"Le nom « Donald Crowhurst » vous rappelle-t-il quelque chose ? Il participa à la Golden Globe Race en 1969, une régate autour du monde en solitaire. Alors qu'il se trouvait en position de vainqueur potentiel, il cessa soudain de donner de ses nouvelles. Lorsqu'on repéra son trimaran, il avait disparu. On retrouva son journal de bord qui permit de comprendre qu'au lieu de chercher à faire le tour du globe, il était resté de longs mois embusqué dans l'Atlantique Sud, communiquant jour après jour des positions fictives, attendant que les autres navigateurs y refassent apparition à l'issue de leur circumnavigation. Il se serait semble-t-il satisfait de finir en dernière position. Le hasard n’en voulut pas ainsi : la dureté de la course fit qu’il se retrouva finalement seul en position de l'emporter. Il se mit alors à errer au milieu de l'Atlantique, son journal révélant une raison de plus en plus chancelante, consignant en particulier une théorie relative à la condition humaine qui lui aurait épargné l'abominable dilemme qui était le sien : vainqueur par tricherie ou tricheur démasqué. Son système échoua cependant à le convaincre lui-même puisqu'il s’ôta la vie.
Ce qui me fait penser à Crowhurst, c’est bien entendu l’affaire Bernard Madoff. Comme vous avez pu le voir hier, je me le suis d'abord représenté en Machiavel : un homme convaincu que la « cavalerie » est le meilleur business plan qui soit au monde et développant froidement une stratégie fondée sur ce principe. Or, les informations diffusées aujourd'hui quant aux justificatifs détaillés qu’il procurait à ses clients me font maintenant penser à tout autre chose : à une tragédie à la Crowhurst. Parce que ces relevés, mentionnant parfois des dizaines d’opérations au cours d’un seul mois, présentent de manière précise la stratégie complexe qu'il affirmait mettre en oeuvre pour le bénéfice de ses clients : l'utilisation de « collars », un montage particulier d’options, associée à un portefeuille dynamique d’actions, qui permet en effet d'engranger des gains réguliers dans une bourse portée par une hausse constante et paisible. Seulement voilà : pas à l'échelle qui était devenue la sienne, pas à l'échelle des milliards de dollars qu’il brassait en réalité.

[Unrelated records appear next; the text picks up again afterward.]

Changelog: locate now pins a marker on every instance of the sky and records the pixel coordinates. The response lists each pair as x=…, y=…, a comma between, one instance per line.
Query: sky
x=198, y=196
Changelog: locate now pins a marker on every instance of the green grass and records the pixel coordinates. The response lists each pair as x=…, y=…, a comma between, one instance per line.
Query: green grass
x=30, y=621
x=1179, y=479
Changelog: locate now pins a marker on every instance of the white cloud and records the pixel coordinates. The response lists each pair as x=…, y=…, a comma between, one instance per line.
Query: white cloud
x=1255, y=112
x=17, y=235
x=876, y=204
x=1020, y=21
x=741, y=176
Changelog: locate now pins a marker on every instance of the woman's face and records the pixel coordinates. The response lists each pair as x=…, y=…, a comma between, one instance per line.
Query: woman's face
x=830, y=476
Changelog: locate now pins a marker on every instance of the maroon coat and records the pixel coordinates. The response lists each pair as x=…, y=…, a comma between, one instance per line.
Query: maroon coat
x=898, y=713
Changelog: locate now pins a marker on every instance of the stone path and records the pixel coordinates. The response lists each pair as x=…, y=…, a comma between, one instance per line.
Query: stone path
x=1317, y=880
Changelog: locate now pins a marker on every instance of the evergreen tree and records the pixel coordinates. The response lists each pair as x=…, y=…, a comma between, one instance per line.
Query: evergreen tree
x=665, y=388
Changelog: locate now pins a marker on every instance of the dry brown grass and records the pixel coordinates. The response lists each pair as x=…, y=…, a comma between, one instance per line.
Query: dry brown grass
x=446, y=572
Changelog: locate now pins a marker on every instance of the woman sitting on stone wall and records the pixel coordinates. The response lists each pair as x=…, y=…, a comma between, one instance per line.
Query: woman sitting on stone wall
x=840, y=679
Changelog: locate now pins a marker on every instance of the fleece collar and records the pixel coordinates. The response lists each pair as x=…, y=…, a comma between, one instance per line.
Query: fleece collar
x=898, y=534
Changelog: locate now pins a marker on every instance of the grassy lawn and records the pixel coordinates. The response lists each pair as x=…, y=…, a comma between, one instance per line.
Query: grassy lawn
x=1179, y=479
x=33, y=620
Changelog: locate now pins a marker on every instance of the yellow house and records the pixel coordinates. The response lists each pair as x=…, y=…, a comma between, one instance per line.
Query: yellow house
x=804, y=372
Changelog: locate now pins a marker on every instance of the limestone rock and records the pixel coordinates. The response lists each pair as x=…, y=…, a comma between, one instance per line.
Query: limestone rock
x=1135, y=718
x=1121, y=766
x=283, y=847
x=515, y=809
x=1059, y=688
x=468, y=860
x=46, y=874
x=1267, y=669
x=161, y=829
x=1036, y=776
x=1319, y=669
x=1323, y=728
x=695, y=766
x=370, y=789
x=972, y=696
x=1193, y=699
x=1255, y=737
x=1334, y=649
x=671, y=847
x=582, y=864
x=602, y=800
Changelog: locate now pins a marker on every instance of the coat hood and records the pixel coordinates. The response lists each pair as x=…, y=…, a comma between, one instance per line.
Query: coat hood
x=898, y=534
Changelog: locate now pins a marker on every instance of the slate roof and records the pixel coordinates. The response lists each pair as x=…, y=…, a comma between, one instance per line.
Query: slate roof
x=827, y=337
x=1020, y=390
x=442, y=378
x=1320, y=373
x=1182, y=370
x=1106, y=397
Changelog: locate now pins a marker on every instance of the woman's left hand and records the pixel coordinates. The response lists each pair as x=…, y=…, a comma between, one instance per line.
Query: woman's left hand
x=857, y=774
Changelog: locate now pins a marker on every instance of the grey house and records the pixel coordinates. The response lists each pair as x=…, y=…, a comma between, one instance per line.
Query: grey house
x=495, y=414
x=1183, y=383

La supercherie résulte du fait que si la stratégie qu'il prétendait utiliser a dû fonctionner selon ses voeux pour ses premiers clients, elle a dû atteindre rapidement sa limite en volume dans le cadre que le marché autorisait : plus et le prix des actions se serait retrouvé balloté de manière incontrôlable en raison de ses transactions. Alors, plutôt que de refuser de nouveaux clients, il a dû se mettre à feindre, jusqu'à basculer dans une simple « cavalerie » : prétendant continuer de la même manière qu'avant mais se contentant en réalité de payer les plus anciens participants avec les apports en fonds de ses plus récentes recrues.
Si mon hypothèse est exacte, son histoire est celle d’un homme qui s'imagine d’abord un géant parce que son plan complexe, digne d'un génie (celui que les relevés communiqués à ses clients persista de présenter) semble réussir mais qui, quand il découvre que ce plan est limité par la taille, ne s'y résigne pas par orgueil, par hybris. Il s’autorise sans doute d'abord quelques libertés avec ses principes - tactiques « de complément » que Michael Ocrant qui le questionne avec perspicacité en 2001 semble avoir très bien devinées - pour maintenir la fiction, puis succombe : il se met alors à tricher et se retrouve non plus un géant à ses propres yeux mais un nain. Enfin bien des années plus tard, pareil à Raskolnikov dans Crime et Châtiment, il n'en peut plus : il révèle sa turpitude.
Car ne l'oublions pas, Madoff n’a pas été démasqué : il a avoué à ses fils, et ce sont eux qui l'ont livré à la police. Comme dans le cas de Crowhurst : ce n'est pas la justice des hommes qui l'a rattrapé mais sa propre conscience. Le drame humain n’est pas celui de ceux qui ont cru en Madoff : c'est celui de la manière outrancière dont il a cru en lui-même."